Many people came up with an O(n) bound, which was not tight. For some reason, some people derived an O(n²) bound by assigning the if statement an O(n), which is perhaps confusing the number of times the if is executed with the time it takes to execute the if once.
The example tangram puzzle given in the assignment is a square with sides of length i for some integer i (4 in the assignment).
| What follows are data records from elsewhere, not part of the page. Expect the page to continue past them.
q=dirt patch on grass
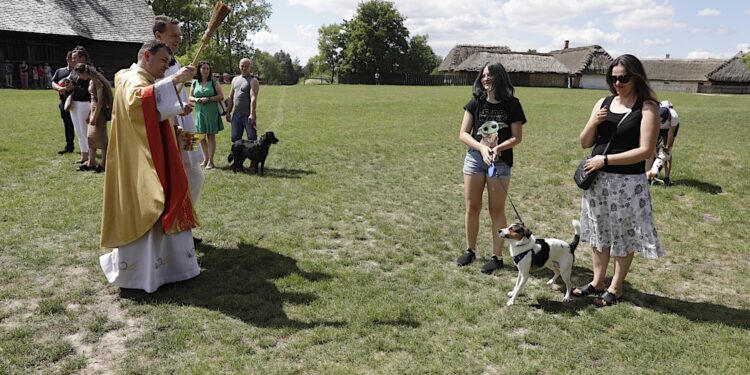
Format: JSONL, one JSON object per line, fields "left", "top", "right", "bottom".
{"left": 702, "top": 214, "right": 720, "bottom": 224}
{"left": 64, "top": 291, "right": 145, "bottom": 375}
{"left": 0, "top": 298, "right": 40, "bottom": 329}
{"left": 509, "top": 327, "right": 530, "bottom": 337}
{"left": 676, "top": 195, "right": 692, "bottom": 208}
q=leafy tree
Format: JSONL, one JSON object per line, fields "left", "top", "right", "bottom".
{"left": 148, "top": 0, "right": 271, "bottom": 74}
{"left": 304, "top": 54, "right": 330, "bottom": 79}
{"left": 339, "top": 0, "right": 409, "bottom": 75}
{"left": 317, "top": 24, "right": 345, "bottom": 82}
{"left": 743, "top": 53, "right": 750, "bottom": 69}
{"left": 251, "top": 50, "right": 303, "bottom": 85}
{"left": 273, "top": 50, "right": 299, "bottom": 85}
{"left": 322, "top": 0, "right": 441, "bottom": 79}
{"left": 293, "top": 57, "right": 305, "bottom": 83}
{"left": 403, "top": 35, "right": 440, "bottom": 74}
{"left": 252, "top": 50, "right": 281, "bottom": 84}
{"left": 146, "top": 0, "right": 206, "bottom": 54}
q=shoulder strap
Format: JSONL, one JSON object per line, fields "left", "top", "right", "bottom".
{"left": 601, "top": 96, "right": 614, "bottom": 109}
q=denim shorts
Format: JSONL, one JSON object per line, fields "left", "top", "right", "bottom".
{"left": 463, "top": 150, "right": 511, "bottom": 179}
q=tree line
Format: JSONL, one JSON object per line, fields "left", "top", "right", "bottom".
{"left": 148, "top": 0, "right": 442, "bottom": 85}
{"left": 308, "top": 0, "right": 442, "bottom": 82}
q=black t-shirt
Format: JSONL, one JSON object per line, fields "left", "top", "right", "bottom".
{"left": 592, "top": 96, "right": 645, "bottom": 174}
{"left": 52, "top": 67, "right": 72, "bottom": 101}
{"left": 464, "top": 96, "right": 527, "bottom": 167}
{"left": 67, "top": 71, "right": 91, "bottom": 102}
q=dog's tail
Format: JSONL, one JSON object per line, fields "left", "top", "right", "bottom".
{"left": 569, "top": 219, "right": 581, "bottom": 254}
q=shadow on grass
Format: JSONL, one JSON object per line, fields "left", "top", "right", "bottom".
{"left": 672, "top": 178, "right": 722, "bottom": 194}
{"left": 625, "top": 289, "right": 750, "bottom": 329}
{"left": 215, "top": 164, "right": 316, "bottom": 179}
{"left": 372, "top": 319, "right": 421, "bottom": 328}
{"left": 121, "top": 242, "right": 344, "bottom": 329}
{"left": 533, "top": 267, "right": 750, "bottom": 329}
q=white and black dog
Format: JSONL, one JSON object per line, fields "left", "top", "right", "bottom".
{"left": 499, "top": 220, "right": 580, "bottom": 306}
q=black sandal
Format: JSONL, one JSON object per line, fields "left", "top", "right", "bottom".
{"left": 571, "top": 284, "right": 604, "bottom": 298}
{"left": 594, "top": 291, "right": 620, "bottom": 307}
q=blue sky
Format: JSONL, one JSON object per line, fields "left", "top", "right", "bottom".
{"left": 250, "top": 0, "right": 749, "bottom": 65}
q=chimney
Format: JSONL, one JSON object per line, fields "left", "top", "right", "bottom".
{"left": 564, "top": 40, "right": 569, "bottom": 49}
{"left": 666, "top": 54, "right": 670, "bottom": 59}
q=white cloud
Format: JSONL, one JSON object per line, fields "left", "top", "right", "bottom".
{"left": 249, "top": 30, "right": 280, "bottom": 48}
{"left": 287, "top": 0, "right": 356, "bottom": 18}
{"left": 686, "top": 49, "right": 737, "bottom": 59}
{"left": 687, "top": 49, "right": 713, "bottom": 59}
{"left": 746, "top": 9, "right": 750, "bottom": 15}
{"left": 690, "top": 27, "right": 730, "bottom": 35}
{"left": 544, "top": 26, "right": 622, "bottom": 48}
{"left": 641, "top": 38, "right": 672, "bottom": 46}
{"left": 697, "top": 8, "right": 720, "bottom": 17}
{"left": 737, "top": 43, "right": 750, "bottom": 53}
{"left": 275, "top": 0, "right": 729, "bottom": 63}
{"left": 614, "top": 5, "right": 685, "bottom": 30}
{"left": 295, "top": 24, "right": 318, "bottom": 39}
{"left": 249, "top": 28, "right": 318, "bottom": 63}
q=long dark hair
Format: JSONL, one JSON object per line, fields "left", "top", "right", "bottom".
{"left": 472, "top": 62, "right": 515, "bottom": 101}
{"left": 74, "top": 63, "right": 113, "bottom": 107}
{"left": 194, "top": 61, "right": 213, "bottom": 83}
{"left": 607, "top": 54, "right": 657, "bottom": 103}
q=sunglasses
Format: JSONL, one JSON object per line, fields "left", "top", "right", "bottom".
{"left": 607, "top": 74, "right": 632, "bottom": 84}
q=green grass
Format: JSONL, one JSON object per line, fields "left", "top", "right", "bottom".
{"left": 0, "top": 85, "right": 748, "bottom": 374}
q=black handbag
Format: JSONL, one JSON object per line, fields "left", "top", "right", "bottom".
{"left": 574, "top": 156, "right": 596, "bottom": 189}
{"left": 574, "top": 109, "right": 631, "bottom": 190}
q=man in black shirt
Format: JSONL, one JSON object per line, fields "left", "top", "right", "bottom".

A colleague of yours, observing this, believes that the tangram solver should compute the area of the outline input and reject as impossible any outline not occupying i² square units. Any outline not rejected then has a solution, which the solver goes on to find.
Unfortunately, your colleague's reasoning is flawed. Give a test case that demonstrates the problem with your colleague's solver. Not only should you describe the input outline, but you should also describe the flaw in your colleague's reasoning and how your test case exploits the flaw.
The flaw crept in when your colleague failed to observe that the square puzzle required a tan (the large triangle) with a sides of length no smaller than i/root(2) (2*root(2) in the assignment). For any i greater than 1, the input
0 0 0 i² 1 i² 1 0
has the proper area but cannot possibly contain a large triangle tan.
Some people worked this argument in the other direction, arguing that an outline with too big an area couldn't be covered with the tiles. This is a less satisfactory answer because it ignores scaling, but the idea is going in the right direction.

This page last modified on 5 December 2002.